I'm telling you, that will tell you a lot about where this patient should ultimately go. You can have a conversation, but usually a patient like that is going to come in too as a routine patient and I'll have the opportunity to try to work with him to move him towards a more wellness-oriented model if that's what he wants to do. But you need to be able to stop the conversation, listen with empathy and intent, but be able to redirect the conversation where you want it to go so it can flow naturally, okay?

Where they came as a referral also gives you clues as to the needs. If you have a patient that's very wellness-oriented and they refer patients in to you, by and large that new patient, that referral source is also going to be very wellness-oriented.
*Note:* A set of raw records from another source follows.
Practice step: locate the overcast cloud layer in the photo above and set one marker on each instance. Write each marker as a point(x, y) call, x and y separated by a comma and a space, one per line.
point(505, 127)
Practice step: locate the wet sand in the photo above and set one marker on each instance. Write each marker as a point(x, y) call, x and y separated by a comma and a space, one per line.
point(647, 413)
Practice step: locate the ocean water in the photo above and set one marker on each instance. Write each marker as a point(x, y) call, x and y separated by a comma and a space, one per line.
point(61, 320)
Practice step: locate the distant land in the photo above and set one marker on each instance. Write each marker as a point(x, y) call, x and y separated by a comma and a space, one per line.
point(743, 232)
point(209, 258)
It's birds of a feather flock together. This is one of the keys why if you have patients that you really love working with, you want to make sure that you're asking them for referrals all the time. They'd be happy to do that for you.

So the action steps on this specific video is create the different points of entry in a flow chart outlined previously if you have not already done that. So you need to make sure you do this, and you need to have this in place so that everyone in your office is on the same page and you will create a protocol for each point of entry. What are the appointments needed? What is the rationale for this point of entry, and how do we, if it's a routine, what are the things that make us think that they might go to a comprehensive or wellness-based entry? You have to have this on point, okay?

There's enough resources there to help you guide in this process. You need to make sure you do this so that everybody knows how these patients are coming in to your practice.